Kami memandangi pohon kelapa yang berjajar di tepi danau, kokoh dan rindang. Pohon-pohon itu tidak hanya mempercantik pemandangan, tapi juga menambah kesejukan udara di sekitar. Angin lembut berhembus, membawa aroma segar dari danau dan pepohonan.
“Pohon kelapa di sini nggak cuma indah, ya, tapi juga bikin suasana jadi makin alami dan asri,” kataku sambil menarik napas panjang, menikmati udara segar yang berhembus.
Fatma tertawa, menatap pohon kelapa di atas kami. “Ih, tapi aku jadi takut kejatuhan kelapa, deh. Kalau tiba-tiba jatuh, bisa bahaya juga, ya?” Ucapannya membuat kami berdua tertawa terbahak-bahak, membayangkan hal yang tidak-tidak.

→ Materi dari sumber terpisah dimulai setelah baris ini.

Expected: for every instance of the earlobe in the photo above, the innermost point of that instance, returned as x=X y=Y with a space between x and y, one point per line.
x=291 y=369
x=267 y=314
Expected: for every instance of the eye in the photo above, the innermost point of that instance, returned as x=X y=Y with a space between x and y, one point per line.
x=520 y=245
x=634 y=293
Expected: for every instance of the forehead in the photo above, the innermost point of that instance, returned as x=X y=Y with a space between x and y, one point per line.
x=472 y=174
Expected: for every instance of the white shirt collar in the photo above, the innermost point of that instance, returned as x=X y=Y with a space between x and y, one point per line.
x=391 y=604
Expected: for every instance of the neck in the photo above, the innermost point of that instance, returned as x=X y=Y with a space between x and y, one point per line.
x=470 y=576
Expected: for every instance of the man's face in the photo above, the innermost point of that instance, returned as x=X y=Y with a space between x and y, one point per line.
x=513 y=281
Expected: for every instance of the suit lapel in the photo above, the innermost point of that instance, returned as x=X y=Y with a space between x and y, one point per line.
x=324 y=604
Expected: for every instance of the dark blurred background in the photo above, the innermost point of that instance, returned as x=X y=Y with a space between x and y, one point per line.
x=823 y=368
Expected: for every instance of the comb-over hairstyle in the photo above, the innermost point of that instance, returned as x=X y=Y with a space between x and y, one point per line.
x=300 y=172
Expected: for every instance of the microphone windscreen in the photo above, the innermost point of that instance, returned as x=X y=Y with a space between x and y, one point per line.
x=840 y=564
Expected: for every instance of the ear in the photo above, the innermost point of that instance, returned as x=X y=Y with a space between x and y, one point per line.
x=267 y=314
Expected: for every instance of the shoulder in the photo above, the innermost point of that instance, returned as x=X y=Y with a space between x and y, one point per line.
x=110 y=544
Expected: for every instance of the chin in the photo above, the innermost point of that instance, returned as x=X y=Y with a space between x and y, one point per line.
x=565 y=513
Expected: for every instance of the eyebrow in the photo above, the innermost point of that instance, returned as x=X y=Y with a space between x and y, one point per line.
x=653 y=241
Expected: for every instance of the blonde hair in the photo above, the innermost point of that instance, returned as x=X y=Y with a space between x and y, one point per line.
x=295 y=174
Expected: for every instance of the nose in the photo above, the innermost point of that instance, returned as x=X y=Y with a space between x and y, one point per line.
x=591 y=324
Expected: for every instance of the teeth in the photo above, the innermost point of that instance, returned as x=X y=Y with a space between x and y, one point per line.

Kami duduk di gubuk itu, menikmati hembusan angin dan ketenangan yang jarang sekali kudapatkan. Kayu-kayu yang menopang gubuk ini tampak kokoh, meskipun sudah terlihat tua dan usang. Ada kesan hangat dan rustik yang menambah kenyamanan tempat ini.
“Kayaknya, kayu gubuk ini cukup kokoh, ya,” ujarku, sambil mengamati rangka gubuk yang berderak pelan setiap kali angin kencang bertiup. “Tapi tetap saja kita harus hati-hati, terutama kalau angin kencang atau hujan deras.”
Fatma mengangguk, matanya memandang jauh ke danau. “Iya, tapi sejuk banget di sini. Anginnya pas, nggak terlalu panas.”
Sore terus berlalu, matahari semakin rendah di ufuk barat. Cahaya jingga mulai menari di permukaan danau, memantulkan warna-warni indah yang menyejukkan hati. Kami terdiam sejenak, tenggelam dalam keindahan yang hanya bisa dinikmati jika benar-benar meluangkan waktu.
Aku berpaling pada Fatma, yang sedang asyik memandangi danau dengan senyum tipis di bibirnya. Di tengah percakapan kami yang mengalir, kami menyadari satu hal: kebahagiaan yang sesungguhnya terkadang tak perlu dicari jauh-jauh, hanya perlu menikmati momen kecil di sekitar kita.
Matahari perlahan tenggelam, meninggalkan sisa-sisa sinar yang menghangatkan. Dalam keheningan itu, aku merasa tenang, damai, dan bahagia. Dan sore di tepi danau yang tenang ini akan selalu menjadi cerita manis dalam ingatanku.